Wednesday, June 25, 2008
The accordion. A much maligned instrument. In working-class Philly in the '50s, however, it was the affordable introduction to the world of music. I learned music theory and dexterity on the keyboard by playing Clarinet Polka and zillions of Polish folk dances in small books with pictures of men in handlebar moustaches on the covers. Polkas and obereks had plenty of sixteenth and thirty-second notes. If you could master them, you could tackle just about any other piece of music, including classical. Years later, this led to the pinnacle of success: playing Pachelbel's Canon in D at my daughter's wedding. I kid you not. I'm sure Pachelbel was smiling - it was quite a unique moment.
I found this photo in my archived picture album. It was taken about ten years ago. There was less of me then. I haven't played the old squeezebox in a couple years. It's sitting in Jenn's house right now. The case is providing a good resting place for her home phone.
Why am I writing about my old accordion? Because the music of my past is still with me, bred in the bones.
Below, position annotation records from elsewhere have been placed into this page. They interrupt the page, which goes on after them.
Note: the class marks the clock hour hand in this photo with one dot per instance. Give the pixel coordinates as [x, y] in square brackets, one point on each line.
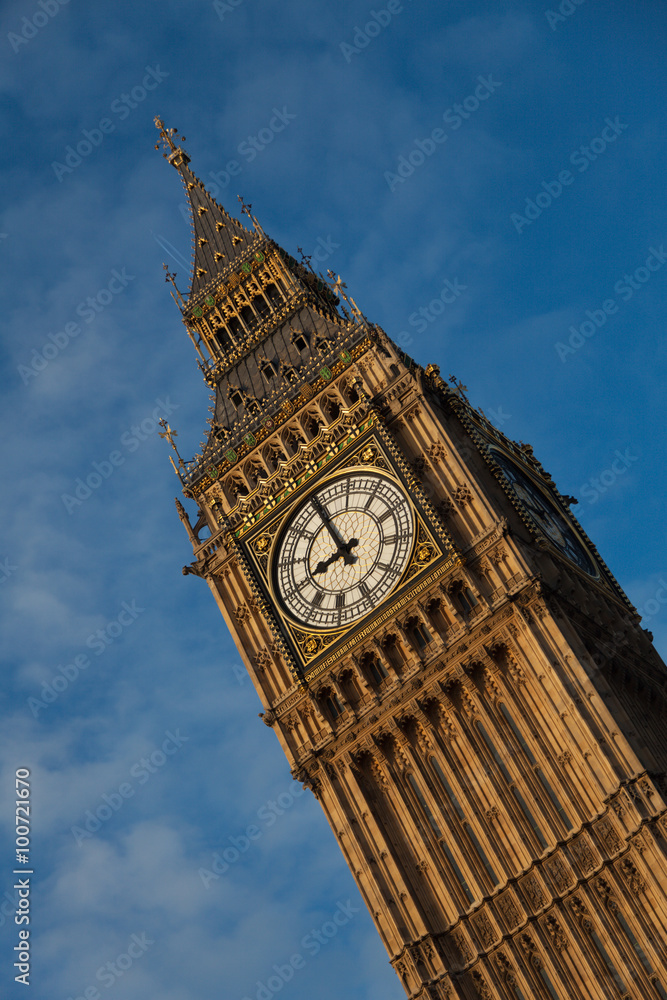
[344, 551]
[343, 548]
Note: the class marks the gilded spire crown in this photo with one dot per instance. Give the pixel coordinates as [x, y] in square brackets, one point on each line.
[220, 242]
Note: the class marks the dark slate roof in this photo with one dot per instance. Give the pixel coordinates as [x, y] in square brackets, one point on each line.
[324, 339]
[214, 232]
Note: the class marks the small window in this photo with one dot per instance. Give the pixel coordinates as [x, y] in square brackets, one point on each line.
[261, 306]
[466, 599]
[375, 669]
[273, 295]
[248, 316]
[393, 652]
[333, 706]
[421, 636]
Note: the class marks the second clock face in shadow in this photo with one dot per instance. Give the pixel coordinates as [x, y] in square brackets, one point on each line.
[344, 550]
[546, 515]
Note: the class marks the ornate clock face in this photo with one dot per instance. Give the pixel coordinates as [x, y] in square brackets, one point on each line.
[546, 515]
[344, 550]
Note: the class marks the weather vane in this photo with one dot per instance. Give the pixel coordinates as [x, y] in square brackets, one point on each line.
[459, 387]
[170, 434]
[246, 209]
[305, 259]
[166, 136]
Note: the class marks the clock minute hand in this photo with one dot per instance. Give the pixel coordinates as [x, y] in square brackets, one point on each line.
[344, 551]
[343, 548]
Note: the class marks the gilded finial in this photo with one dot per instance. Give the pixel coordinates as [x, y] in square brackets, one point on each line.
[166, 138]
[171, 278]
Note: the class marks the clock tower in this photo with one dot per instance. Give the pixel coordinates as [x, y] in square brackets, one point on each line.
[441, 652]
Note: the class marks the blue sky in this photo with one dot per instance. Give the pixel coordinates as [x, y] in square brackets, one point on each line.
[576, 96]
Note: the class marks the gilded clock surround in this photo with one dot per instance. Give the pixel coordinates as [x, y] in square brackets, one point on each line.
[428, 550]
[488, 744]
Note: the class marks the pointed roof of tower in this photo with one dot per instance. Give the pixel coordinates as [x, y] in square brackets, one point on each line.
[218, 238]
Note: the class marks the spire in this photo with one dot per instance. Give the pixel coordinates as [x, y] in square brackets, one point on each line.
[219, 240]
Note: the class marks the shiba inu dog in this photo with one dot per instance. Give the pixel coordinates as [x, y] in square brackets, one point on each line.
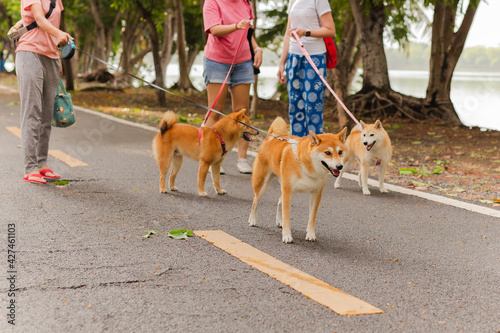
[302, 167]
[370, 145]
[209, 147]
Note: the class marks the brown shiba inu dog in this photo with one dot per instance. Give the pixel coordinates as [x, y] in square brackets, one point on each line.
[177, 140]
[370, 145]
[302, 167]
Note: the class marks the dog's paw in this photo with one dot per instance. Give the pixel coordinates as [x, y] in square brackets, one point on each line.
[311, 236]
[287, 239]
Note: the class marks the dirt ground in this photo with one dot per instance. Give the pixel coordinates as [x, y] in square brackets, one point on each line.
[452, 161]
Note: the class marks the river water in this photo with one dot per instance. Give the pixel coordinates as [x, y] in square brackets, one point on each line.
[476, 96]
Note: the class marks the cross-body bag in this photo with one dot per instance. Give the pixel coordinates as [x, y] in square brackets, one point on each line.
[63, 115]
[21, 31]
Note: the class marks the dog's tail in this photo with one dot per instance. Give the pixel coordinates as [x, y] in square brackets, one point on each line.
[169, 119]
[279, 127]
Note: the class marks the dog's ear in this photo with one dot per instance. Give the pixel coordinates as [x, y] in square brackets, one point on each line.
[314, 139]
[240, 114]
[343, 135]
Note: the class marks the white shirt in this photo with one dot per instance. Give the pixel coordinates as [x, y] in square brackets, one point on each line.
[306, 14]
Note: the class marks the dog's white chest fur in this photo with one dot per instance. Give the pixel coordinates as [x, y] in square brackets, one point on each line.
[307, 184]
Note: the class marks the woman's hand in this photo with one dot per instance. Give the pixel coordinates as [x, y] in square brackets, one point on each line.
[281, 73]
[241, 25]
[257, 60]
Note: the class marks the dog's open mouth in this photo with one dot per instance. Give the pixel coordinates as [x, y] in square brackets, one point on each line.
[334, 172]
[247, 136]
[369, 147]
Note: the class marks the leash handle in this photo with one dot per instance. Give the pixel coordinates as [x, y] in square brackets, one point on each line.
[227, 75]
[306, 54]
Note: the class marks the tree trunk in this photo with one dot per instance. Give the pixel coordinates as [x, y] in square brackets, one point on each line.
[446, 48]
[348, 61]
[99, 37]
[370, 24]
[155, 43]
[184, 84]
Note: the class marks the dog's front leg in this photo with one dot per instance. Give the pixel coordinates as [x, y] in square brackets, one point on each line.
[216, 178]
[202, 176]
[383, 168]
[286, 203]
[279, 213]
[314, 201]
[363, 176]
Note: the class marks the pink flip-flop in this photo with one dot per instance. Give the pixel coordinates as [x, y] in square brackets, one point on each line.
[35, 175]
[44, 173]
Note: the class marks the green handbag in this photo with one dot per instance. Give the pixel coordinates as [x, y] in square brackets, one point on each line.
[63, 115]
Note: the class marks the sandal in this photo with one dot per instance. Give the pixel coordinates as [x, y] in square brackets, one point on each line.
[35, 178]
[44, 173]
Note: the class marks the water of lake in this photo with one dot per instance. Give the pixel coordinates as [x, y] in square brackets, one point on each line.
[476, 96]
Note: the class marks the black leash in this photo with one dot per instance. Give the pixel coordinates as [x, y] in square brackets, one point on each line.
[184, 98]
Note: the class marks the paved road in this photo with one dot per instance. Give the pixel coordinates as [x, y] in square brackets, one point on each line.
[82, 264]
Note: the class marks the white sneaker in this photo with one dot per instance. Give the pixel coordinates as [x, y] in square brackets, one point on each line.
[243, 166]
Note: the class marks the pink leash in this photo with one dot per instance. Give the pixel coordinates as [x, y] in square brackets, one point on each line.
[322, 78]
My musical dad and uncles and cousins are all gone but the happy sounds of music I grew up with are still very much alive.
That's why I jumped at the chance to take my granddaughter, Sophie, to a polka mass this past weekend. It was held under the wooden beams of a park pavilion in a nearby town. Wielding two umbrellas against a summer thunderstorm, Soph and I sloshed in and claimed a picnic bench as our church pew.
Nothing like a Polish-American event - accordions, drums, and communion wafers surrounded by an American flag, potted geraniums, and a Pabst Blue Ribbon beer sign hung high. I'd like to think that Jesus would have felt right at home. He hung out with crowds like these, real people who work hard and pray hard. People who know what it's like to sweat and get their hands dirty. Simple values, simple lives. I mean this in a good way. I came from people like these.
It was touching to see old and young singing along to the slower songs and faster polkas. I couldn't keep still. Sophie was in awe. I cried. We danced our way out after singing America the Beautiful and listening to the Polish national anthem. When the old folks sang the anthem, I heard my own grandmother's voice again, remembering how she used to break into song when I was a kid. Summer days, hot kitchens, a tall glass pitcher of beer on her dining-room table, and babci singing.
Sophie loves to sing, just like her great-great-grandmother. And she loves to listen to my polka tapes when we ride in the car. It's a welcome alternative to the world of Disney. Sophie loves Pachelbel's Canon too.